Uma das vítimas do assalto do Itaú conversou com a coluna sob a condição de anonimato. "Já fui assaltada em casa e no banco. Não vou comprar novas joias. Sabe quando você perde o encanto?"
 

Para ela, o problema é a "impunidade. Tenho um cunhado que viajou para a Arábia. Estava num restaurante e esqueceu a máquina fotográfica. Voltou crente que não ia recuperá-la. Mas estava lá. Porque na Arábia corta-se dedo, corta-se mão. Precisamos de penas mais severas". Ela se despede:
"Investe em viagem, em conhecimento, que nunca vão tirar de você".
 

Ana Maria Velloso, mulher do empresário Paulo Velloso, da Companhia Melhoramentos, conta que as amigas "estão fazendo fila nos poucos bancos que ainda oferecem serviço de cofres no Brasil". Outras já guardavam suas peças no exterior.

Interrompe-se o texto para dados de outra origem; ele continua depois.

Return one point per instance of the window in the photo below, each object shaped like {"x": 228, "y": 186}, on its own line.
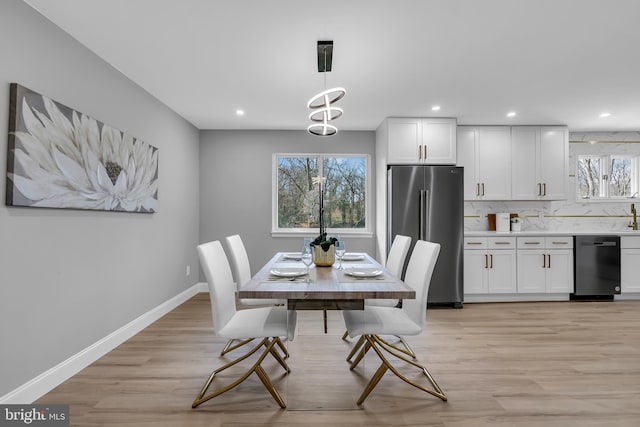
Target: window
{"x": 607, "y": 176}
{"x": 296, "y": 199}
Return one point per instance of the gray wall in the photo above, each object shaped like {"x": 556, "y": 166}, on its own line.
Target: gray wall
{"x": 235, "y": 184}
{"x": 69, "y": 278}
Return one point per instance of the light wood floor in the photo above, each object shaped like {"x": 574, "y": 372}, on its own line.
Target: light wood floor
{"x": 522, "y": 364}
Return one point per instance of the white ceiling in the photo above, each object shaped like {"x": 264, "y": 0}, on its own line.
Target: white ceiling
{"x": 552, "y": 61}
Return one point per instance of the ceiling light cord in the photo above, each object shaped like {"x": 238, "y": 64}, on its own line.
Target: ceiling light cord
{"x": 322, "y": 110}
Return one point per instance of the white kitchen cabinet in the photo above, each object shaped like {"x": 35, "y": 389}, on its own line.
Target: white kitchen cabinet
{"x": 630, "y": 264}
{"x": 485, "y": 154}
{"x": 539, "y": 157}
{"x": 489, "y": 265}
{"x": 545, "y": 264}
{"x": 421, "y": 140}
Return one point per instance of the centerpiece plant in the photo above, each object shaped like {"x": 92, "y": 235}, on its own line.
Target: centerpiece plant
{"x": 326, "y": 257}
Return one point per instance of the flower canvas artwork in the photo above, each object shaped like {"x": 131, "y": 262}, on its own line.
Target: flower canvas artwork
{"x": 61, "y": 158}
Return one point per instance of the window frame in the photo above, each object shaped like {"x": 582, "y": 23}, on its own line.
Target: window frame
{"x": 605, "y": 162}
{"x": 367, "y": 231}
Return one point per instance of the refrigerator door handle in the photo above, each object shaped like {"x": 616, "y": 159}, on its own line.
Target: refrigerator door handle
{"x": 423, "y": 232}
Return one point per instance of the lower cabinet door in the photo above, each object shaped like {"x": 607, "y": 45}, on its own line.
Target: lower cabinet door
{"x": 475, "y": 272}
{"x": 560, "y": 271}
{"x": 630, "y": 270}
{"x": 502, "y": 272}
{"x": 532, "y": 267}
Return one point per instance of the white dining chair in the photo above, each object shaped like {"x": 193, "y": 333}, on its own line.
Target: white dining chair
{"x": 409, "y": 320}
{"x": 241, "y": 270}
{"x": 268, "y": 323}
{"x": 395, "y": 264}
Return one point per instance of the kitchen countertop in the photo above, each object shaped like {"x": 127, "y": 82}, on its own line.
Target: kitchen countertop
{"x": 525, "y": 233}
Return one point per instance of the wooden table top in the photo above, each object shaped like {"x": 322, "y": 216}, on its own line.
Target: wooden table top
{"x": 326, "y": 283}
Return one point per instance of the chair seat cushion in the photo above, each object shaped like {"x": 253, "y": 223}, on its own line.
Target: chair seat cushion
{"x": 261, "y": 301}
{"x": 259, "y": 323}
{"x": 379, "y": 321}
{"x": 382, "y": 302}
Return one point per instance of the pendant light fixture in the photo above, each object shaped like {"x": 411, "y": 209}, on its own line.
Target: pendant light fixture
{"x": 321, "y": 105}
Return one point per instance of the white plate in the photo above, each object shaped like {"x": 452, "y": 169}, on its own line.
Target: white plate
{"x": 284, "y": 272}
{"x": 363, "y": 272}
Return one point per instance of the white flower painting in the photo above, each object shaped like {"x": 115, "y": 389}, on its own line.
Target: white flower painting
{"x": 60, "y": 158}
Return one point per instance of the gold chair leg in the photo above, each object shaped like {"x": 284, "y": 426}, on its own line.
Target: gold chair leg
{"x": 407, "y": 348}
{"x": 355, "y": 348}
{"x": 372, "y": 383}
{"x": 324, "y": 318}
{"x": 283, "y": 348}
{"x": 364, "y": 349}
{"x": 278, "y": 357}
{"x": 269, "y": 344}
{"x": 378, "y": 346}
{"x": 230, "y": 347}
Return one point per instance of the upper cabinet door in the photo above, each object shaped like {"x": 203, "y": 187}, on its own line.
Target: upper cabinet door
{"x": 421, "y": 141}
{"x": 494, "y": 163}
{"x": 485, "y": 154}
{"x": 539, "y": 159}
{"x": 554, "y": 157}
{"x": 404, "y": 139}
{"x": 468, "y": 159}
{"x": 439, "y": 141}
{"x": 525, "y": 144}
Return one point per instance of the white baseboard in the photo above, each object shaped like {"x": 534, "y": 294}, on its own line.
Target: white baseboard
{"x": 515, "y": 298}
{"x": 48, "y": 380}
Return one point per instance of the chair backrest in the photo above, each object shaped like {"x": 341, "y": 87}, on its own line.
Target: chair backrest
{"x": 398, "y": 254}
{"x": 418, "y": 276}
{"x": 220, "y": 281}
{"x": 239, "y": 260}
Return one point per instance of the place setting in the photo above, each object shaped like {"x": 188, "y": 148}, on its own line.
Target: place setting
{"x": 287, "y": 274}
{"x": 355, "y": 274}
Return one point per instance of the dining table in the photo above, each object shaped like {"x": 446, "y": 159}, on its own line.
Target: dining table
{"x": 325, "y": 288}
{"x": 284, "y": 277}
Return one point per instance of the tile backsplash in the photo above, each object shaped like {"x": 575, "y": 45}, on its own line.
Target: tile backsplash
{"x": 570, "y": 214}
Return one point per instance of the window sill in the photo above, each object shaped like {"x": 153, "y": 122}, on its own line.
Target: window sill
{"x": 365, "y": 234}
{"x": 603, "y": 200}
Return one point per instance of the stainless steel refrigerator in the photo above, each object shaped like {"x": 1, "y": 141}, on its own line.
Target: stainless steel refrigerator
{"x": 426, "y": 203}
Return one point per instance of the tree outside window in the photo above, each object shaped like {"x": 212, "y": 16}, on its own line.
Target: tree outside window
{"x": 607, "y": 177}
{"x": 344, "y": 196}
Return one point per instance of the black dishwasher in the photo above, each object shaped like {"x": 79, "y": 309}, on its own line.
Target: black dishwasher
{"x": 596, "y": 267}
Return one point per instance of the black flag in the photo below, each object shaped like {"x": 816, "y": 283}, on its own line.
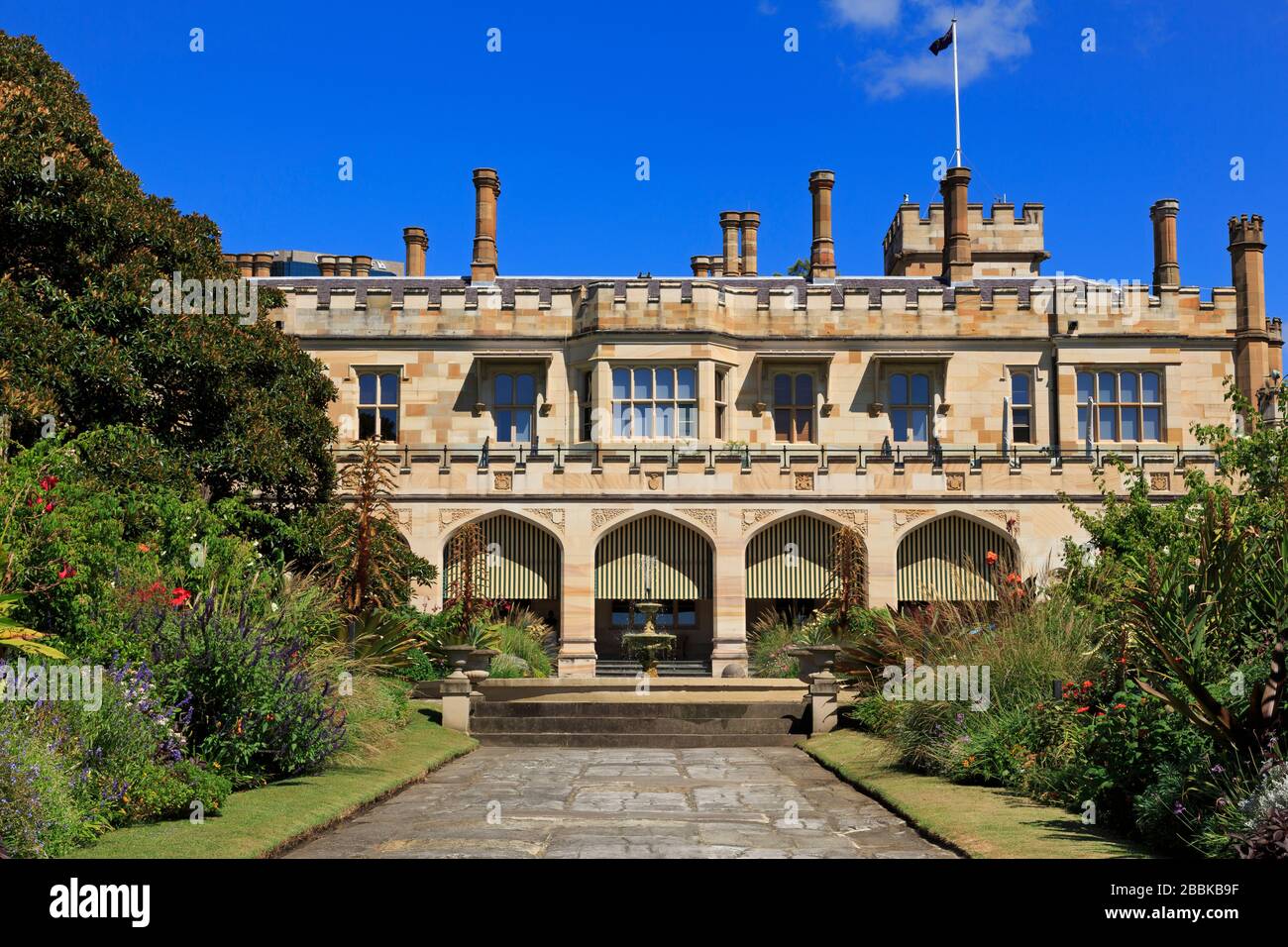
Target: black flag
{"x": 941, "y": 43}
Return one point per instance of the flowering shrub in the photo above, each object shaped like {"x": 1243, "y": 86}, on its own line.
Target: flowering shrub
{"x": 256, "y": 709}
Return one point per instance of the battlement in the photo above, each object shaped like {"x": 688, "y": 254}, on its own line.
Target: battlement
{"x": 748, "y": 308}
{"x": 1001, "y": 243}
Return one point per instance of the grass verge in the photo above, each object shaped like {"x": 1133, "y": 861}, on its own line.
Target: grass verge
{"x": 977, "y": 821}
{"x": 262, "y": 822}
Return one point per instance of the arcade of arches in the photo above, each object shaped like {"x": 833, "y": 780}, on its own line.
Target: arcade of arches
{"x": 713, "y": 583}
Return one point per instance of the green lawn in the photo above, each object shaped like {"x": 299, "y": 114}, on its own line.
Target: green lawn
{"x": 978, "y": 821}
{"x": 259, "y": 822}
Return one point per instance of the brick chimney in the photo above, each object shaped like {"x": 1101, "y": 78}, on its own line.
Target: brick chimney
{"x": 1252, "y": 361}
{"x": 416, "y": 244}
{"x": 487, "y": 188}
{"x": 750, "y": 224}
{"x": 729, "y": 223}
{"x": 957, "y": 261}
{"x": 1167, "y": 269}
{"x": 822, "y": 252}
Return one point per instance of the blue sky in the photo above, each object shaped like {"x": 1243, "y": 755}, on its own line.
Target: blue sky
{"x": 252, "y": 131}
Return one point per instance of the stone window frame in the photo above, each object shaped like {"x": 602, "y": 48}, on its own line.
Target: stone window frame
{"x": 377, "y": 405}
{"x": 1138, "y": 406}
{"x": 631, "y": 367}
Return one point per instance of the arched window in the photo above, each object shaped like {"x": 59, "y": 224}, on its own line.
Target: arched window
{"x": 513, "y": 399}
{"x": 794, "y": 407}
{"x": 910, "y": 406}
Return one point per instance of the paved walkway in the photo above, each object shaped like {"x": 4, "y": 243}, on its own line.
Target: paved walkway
{"x": 554, "y": 802}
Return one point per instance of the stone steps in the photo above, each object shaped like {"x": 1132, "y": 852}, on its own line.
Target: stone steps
{"x": 639, "y": 722}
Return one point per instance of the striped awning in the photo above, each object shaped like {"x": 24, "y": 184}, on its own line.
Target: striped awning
{"x": 791, "y": 558}
{"x": 945, "y": 561}
{"x": 522, "y": 561}
{"x": 653, "y": 558}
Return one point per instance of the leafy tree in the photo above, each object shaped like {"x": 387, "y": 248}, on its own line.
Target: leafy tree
{"x": 82, "y": 343}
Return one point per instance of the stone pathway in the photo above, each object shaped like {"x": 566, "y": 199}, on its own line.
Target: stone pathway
{"x": 555, "y": 802}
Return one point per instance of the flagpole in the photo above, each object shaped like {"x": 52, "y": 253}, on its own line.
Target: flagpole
{"x": 957, "y": 102}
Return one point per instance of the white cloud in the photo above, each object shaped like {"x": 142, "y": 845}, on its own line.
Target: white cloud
{"x": 991, "y": 33}
{"x": 867, "y": 13}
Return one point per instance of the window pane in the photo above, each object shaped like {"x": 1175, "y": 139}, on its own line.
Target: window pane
{"x": 782, "y": 424}
{"x": 898, "y": 389}
{"x": 782, "y": 389}
{"x": 900, "y": 421}
{"x": 389, "y": 389}
{"x": 1127, "y": 386}
{"x": 1083, "y": 386}
{"x": 665, "y": 419}
{"x": 690, "y": 420}
{"x": 687, "y": 386}
{"x": 1150, "y": 388}
{"x": 804, "y": 424}
{"x": 389, "y": 423}
{"x": 502, "y": 389}
{"x": 919, "y": 389}
{"x": 526, "y": 390}
{"x": 1106, "y": 388}
{"x": 1131, "y": 424}
{"x": 366, "y": 423}
{"x": 1108, "y": 424}
{"x": 804, "y": 389}
{"x": 1020, "y": 393}
{"x": 1151, "y": 429}
{"x": 642, "y": 419}
{"x": 919, "y": 421}
{"x": 366, "y": 389}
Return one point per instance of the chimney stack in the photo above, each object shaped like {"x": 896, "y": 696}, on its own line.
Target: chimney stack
{"x": 1167, "y": 269}
{"x": 1252, "y": 360}
{"x": 957, "y": 260}
{"x": 416, "y": 244}
{"x": 822, "y": 252}
{"x": 750, "y": 224}
{"x": 729, "y": 223}
{"x": 487, "y": 188}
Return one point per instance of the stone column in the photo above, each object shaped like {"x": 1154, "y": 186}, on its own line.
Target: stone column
{"x": 750, "y": 224}
{"x": 822, "y": 253}
{"x": 487, "y": 189}
{"x": 1167, "y": 269}
{"x": 1250, "y": 338}
{"x": 729, "y": 223}
{"x": 957, "y": 257}
{"x": 416, "y": 244}
{"x": 578, "y": 596}
{"x": 729, "y": 608}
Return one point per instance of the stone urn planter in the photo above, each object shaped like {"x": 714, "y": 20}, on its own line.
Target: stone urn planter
{"x": 477, "y": 668}
{"x": 814, "y": 659}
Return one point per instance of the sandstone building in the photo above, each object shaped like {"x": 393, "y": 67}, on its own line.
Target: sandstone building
{"x": 698, "y": 440}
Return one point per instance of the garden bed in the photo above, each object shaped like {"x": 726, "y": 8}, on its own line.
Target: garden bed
{"x": 266, "y": 821}
{"x": 977, "y": 821}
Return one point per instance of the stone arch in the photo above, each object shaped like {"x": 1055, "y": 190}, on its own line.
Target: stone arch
{"x": 944, "y": 558}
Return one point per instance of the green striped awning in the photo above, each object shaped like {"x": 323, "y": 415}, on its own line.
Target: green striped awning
{"x": 945, "y": 561}
{"x": 653, "y": 557}
{"x": 791, "y": 560}
{"x": 522, "y": 561}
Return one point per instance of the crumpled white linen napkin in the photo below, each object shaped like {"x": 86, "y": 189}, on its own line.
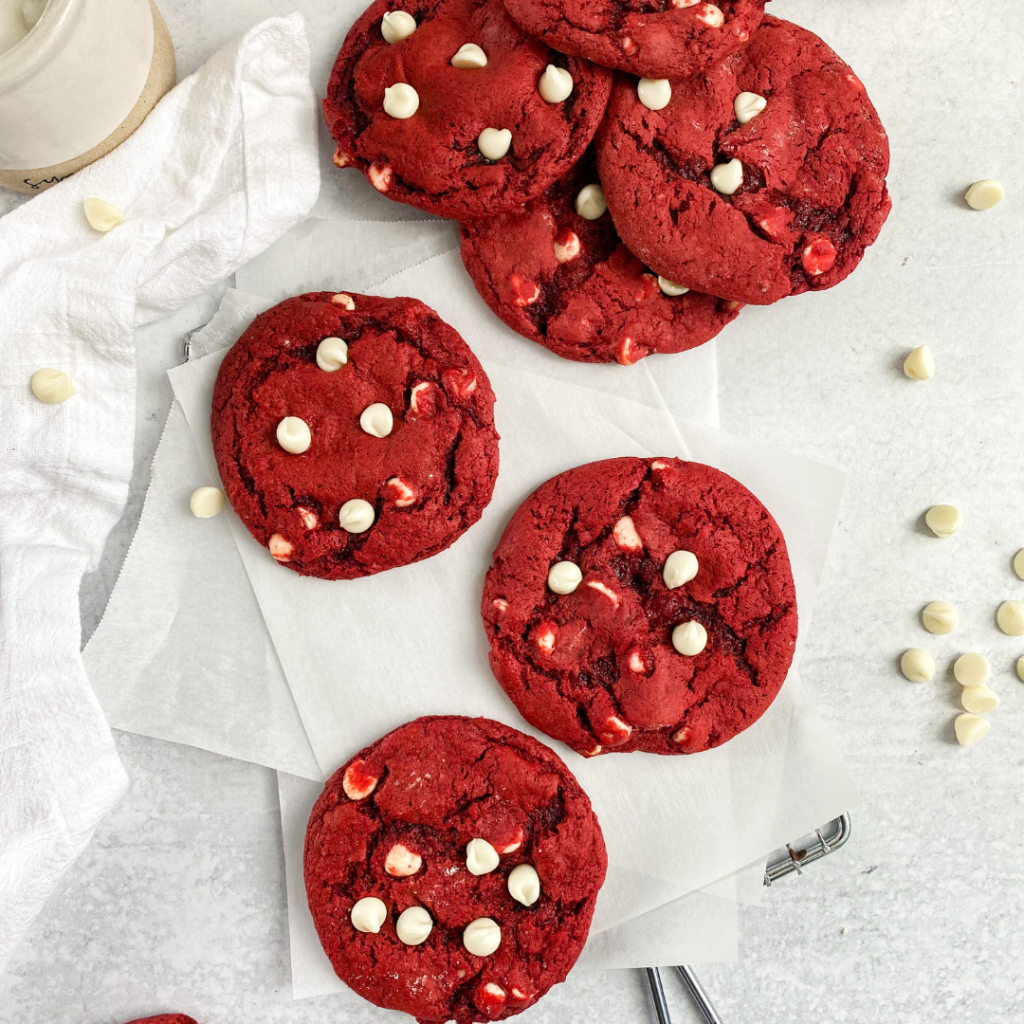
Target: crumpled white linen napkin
{"x": 222, "y": 167}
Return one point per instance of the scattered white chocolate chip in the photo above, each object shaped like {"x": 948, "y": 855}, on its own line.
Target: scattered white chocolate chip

A designer de joias Emar Batalha descobriu a técnica de uma cliente que esconde as joias em casa. "Ela embrulha a peça em uma sacolinha plástica e põe dentro daqueles potes com pressão de açúcar, arroz, feijão. Qual a probabilidade de um ladrão achar?"
 

A empresária e fazendeira Vanda Jacintho voltou recentemente de Londres com a mala cheia de bijuterias. Ela costuma comprar peças da Hermès, Chanel e Yves Saint Laurent por até € 1.000, "mas que não fascina ladrão". "Eu só uso bijuteria de bom gosto. Tem de marfim, de osso, de esmalte, com pedras, pérolas não verdadeiras."
 

Desde que sua filha foi assaltada, há três anos, Vanda tirou as joias do banco, vendeu as mais valiosas e deu outras a parentes. "Sou desiludida. Não dá para manter em casa e servir de isca para ladrão. Os maridos estão adorando, porque as mulheres estão gastando menos."
 

Anna Cláudia Rocha, da joalheria Ana Rocha & Appolinario, não acredita que quem usou joia a vida inteira se acostume com bijuteria. E aconselha amigas e clientes a guardar objetos de valor nos bancos.
 

Mais de 15 clientes de Lydia Sayeg, da Casa Leão, tiveram bens levados dos cofres do Itaú. A joalheria só recebe clientes convidados. Alguns já foram à loja repor as perdas. Chegaram abalados, tremendo, diz ela. Uma consumidora escolheu como pedra fundamental da nova coleção um anel igual ao que ganhou dos pais aos 15 anos. "'Você cresceu, o anel tem que crescer também', eu disse a ela." O novo tem diamante maior. Custou R$ 20 mil.
 

Outro cliente, um homem mais velho, está inconsolável pois perdeu cartas de amor da vida inteira. Lydia conta que algumas joias que estavam nos caixas-fortes foram avaliadas por ela há mais de uma década. Inclusive um colar "enorme" de brilhantes, estimado em R$ 70 mil.
 

Lydia adota uma linha de desapego. "Por que a joia é o único produto que tem que durar cem anos e ainda valer alguma coisa? Muitas mulheres gastam US$ 5.000 num [sapato] Louboutin e, em um ano, tá uma porcaria. É ou não é? Gastam R$ 3.000 em um vinho e fazem xixi no dia seguinte. Hellooo!"
 

Lydia também convida clientes para que a acompanhem em aulas de tiro. muitos aceitam, em geral homens mais jovens. "direitos humanos não podem ser só para os assassinos."